IMF, World Bank and Nigeria’s debt burden
The 2024 Annual Meetings of the International Monetary Fund (IMF) and the World Bank Group (WBG) took place from October 21 to October 26 in Washington, D.C., the United States capital. As usual, it was a forum for senior government officials, experts, delegates, observers, civil society groups, and guests from around the world to interact and share perspectives on climate, finance, poverty reduction, economic development, and other crucial global concerns.

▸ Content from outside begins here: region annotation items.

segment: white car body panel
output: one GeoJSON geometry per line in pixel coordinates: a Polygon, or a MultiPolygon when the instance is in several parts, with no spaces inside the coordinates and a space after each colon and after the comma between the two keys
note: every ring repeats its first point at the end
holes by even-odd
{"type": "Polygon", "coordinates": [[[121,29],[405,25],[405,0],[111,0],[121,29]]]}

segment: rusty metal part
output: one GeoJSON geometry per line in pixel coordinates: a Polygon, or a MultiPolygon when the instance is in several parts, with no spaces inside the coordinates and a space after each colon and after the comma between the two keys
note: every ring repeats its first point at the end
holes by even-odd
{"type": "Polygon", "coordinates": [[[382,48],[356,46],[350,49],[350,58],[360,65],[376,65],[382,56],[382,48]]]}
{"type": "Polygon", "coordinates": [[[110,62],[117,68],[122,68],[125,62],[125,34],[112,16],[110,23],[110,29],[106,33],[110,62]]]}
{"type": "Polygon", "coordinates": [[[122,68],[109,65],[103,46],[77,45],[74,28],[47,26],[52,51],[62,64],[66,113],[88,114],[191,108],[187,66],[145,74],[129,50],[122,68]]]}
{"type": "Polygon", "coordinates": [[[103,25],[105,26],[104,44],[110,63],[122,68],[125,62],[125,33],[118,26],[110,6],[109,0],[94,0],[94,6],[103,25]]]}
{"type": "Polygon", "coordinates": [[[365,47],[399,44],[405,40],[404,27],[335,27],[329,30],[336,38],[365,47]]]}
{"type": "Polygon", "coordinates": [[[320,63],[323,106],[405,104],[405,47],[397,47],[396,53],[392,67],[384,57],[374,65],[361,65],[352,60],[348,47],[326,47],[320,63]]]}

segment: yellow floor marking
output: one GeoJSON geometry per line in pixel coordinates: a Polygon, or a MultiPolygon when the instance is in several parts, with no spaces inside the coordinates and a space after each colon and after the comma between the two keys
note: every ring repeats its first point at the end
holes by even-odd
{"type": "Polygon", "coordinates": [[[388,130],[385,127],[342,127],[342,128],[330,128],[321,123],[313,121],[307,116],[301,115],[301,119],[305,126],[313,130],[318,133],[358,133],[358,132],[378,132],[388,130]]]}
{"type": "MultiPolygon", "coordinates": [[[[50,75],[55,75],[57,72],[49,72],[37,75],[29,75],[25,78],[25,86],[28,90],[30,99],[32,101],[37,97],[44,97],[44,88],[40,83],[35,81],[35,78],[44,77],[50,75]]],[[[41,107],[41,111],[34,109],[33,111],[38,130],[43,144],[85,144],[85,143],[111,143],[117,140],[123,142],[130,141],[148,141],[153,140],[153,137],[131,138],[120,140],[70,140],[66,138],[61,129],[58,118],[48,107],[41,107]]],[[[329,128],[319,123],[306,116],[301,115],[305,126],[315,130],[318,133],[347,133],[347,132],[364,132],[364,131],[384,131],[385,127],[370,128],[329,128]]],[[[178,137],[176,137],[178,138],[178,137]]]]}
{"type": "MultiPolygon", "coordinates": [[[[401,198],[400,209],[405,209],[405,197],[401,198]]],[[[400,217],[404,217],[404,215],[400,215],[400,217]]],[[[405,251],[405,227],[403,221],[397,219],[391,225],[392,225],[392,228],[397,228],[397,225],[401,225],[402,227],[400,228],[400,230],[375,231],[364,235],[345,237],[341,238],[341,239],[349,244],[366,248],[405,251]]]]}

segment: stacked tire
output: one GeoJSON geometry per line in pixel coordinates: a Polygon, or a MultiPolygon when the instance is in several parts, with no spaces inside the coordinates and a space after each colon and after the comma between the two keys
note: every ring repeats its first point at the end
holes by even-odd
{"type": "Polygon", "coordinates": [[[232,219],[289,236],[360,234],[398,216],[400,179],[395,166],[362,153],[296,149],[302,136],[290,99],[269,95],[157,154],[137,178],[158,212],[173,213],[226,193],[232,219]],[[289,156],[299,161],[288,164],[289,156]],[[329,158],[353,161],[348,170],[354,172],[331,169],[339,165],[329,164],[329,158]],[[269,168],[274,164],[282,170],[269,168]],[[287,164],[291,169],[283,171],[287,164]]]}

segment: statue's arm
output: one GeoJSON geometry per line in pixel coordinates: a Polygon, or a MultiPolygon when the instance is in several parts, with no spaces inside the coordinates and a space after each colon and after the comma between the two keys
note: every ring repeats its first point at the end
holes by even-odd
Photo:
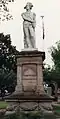
{"type": "Polygon", "coordinates": [[[29,17],[27,17],[24,13],[22,13],[21,16],[22,16],[22,18],[23,18],[25,21],[28,21],[28,22],[31,22],[31,23],[34,22],[34,20],[29,19],[29,17]]]}

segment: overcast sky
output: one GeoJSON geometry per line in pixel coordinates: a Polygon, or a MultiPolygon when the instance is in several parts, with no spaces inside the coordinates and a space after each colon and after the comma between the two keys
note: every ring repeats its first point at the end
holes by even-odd
{"type": "Polygon", "coordinates": [[[25,12],[24,6],[27,2],[34,5],[32,11],[36,13],[36,47],[46,52],[45,62],[51,64],[49,48],[60,40],[60,0],[15,0],[10,3],[10,13],[13,20],[2,22],[0,32],[11,34],[12,44],[20,51],[23,49],[23,26],[21,13],[25,12]],[[45,40],[42,40],[42,20],[44,15],[45,40]]]}

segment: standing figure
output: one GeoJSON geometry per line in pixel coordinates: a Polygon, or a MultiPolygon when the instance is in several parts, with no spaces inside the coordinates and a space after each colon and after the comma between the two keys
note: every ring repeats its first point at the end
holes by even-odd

Ahead of the gathering, debt reduction for certain countries made headlines as advocates and organizations pushed for relief. For Nigeria, the 6th most populous country, the arguments with regard to its humongous debt come about daily as many cannot fathom why a sovereign state with stupendous wealth needs numerous loans. The outstanding payments are regularly a subject of debate – sometimes heated.
In the course of discussions at homes, bars, bus stops, schools, markets, newspaper stands, religious centres and even social events, citizens ponder the essence of loans they say have little or no direct impact on their lives. On one hand, critics lambast successive governments for routine borrowings, which could have been lessened if there was a tight rein on profligacy. They are confused as to why Africa’s biggest nation wallows in a situation that seems almost impossible to get out of.

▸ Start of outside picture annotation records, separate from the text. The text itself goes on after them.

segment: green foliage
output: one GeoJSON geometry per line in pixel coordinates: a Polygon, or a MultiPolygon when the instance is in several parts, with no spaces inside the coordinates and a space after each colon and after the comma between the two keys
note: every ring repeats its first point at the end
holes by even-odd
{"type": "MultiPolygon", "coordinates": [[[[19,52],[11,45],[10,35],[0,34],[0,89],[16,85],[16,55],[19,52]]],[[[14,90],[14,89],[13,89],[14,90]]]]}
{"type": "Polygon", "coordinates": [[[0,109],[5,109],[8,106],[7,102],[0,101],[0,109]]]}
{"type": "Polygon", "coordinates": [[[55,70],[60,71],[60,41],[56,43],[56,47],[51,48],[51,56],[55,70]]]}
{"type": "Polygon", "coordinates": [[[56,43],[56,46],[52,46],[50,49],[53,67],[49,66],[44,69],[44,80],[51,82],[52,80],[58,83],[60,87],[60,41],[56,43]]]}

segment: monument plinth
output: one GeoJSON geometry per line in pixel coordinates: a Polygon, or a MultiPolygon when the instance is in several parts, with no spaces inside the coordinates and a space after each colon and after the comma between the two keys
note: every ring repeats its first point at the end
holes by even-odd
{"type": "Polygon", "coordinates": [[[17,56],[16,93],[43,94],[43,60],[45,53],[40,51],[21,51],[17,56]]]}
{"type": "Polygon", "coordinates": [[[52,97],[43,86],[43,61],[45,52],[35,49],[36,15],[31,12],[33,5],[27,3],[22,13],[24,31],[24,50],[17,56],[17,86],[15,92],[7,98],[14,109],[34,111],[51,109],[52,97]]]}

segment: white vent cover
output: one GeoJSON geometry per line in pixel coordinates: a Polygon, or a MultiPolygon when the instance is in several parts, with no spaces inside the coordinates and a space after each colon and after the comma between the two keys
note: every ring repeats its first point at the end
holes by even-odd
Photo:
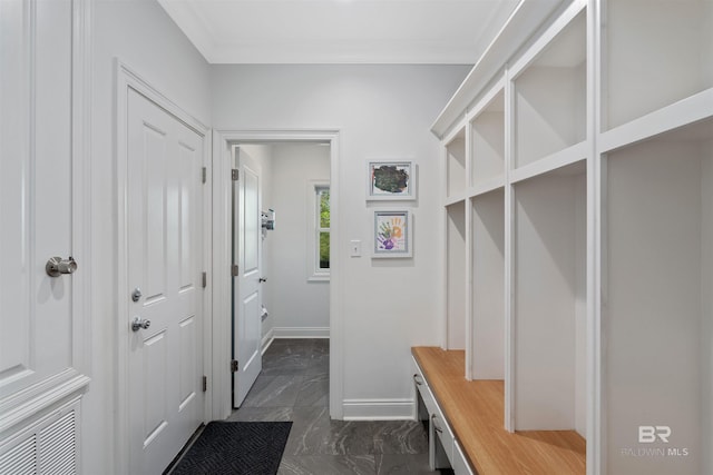
{"type": "Polygon", "coordinates": [[[0,474],[76,474],[77,409],[75,402],[10,435],[8,445],[0,447],[0,474]]]}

On the other hand, the proponents of government policies point to the reasons Nigeria needs unlimited financial support, especially for infrastructure development. They opine that with over 220 million people, soliciting loans shouldn’t generate fuss. “After all, big economies borrow too” is the typical assertion. But how many countries can boast of Nigeria’s resources? Petroleum, natural gas, tin, limestone, niobium, coal, iron ore, bentonite, baryte, talc, gypsum, lead, zinc, bitumen, solar energy, arable land, et cetera.
Apart from the IMF and the World Bank, Nigeria has several other allies: African Development Bank (AfDB), Bill & Melinda Gates Foundation, European Union (EU), the Canadian International Development Agency (CIDA), French Development Agency (AFD), German Agency for International Development (GIZ), International Finance Corporation (IFC), Islamic Development Bank, Japan International Cooperation Agency (JICA), UK Department for International Development (DfID), United Nations Development Programme (UNDP), United States Agency for International Development (USAID), and the rest.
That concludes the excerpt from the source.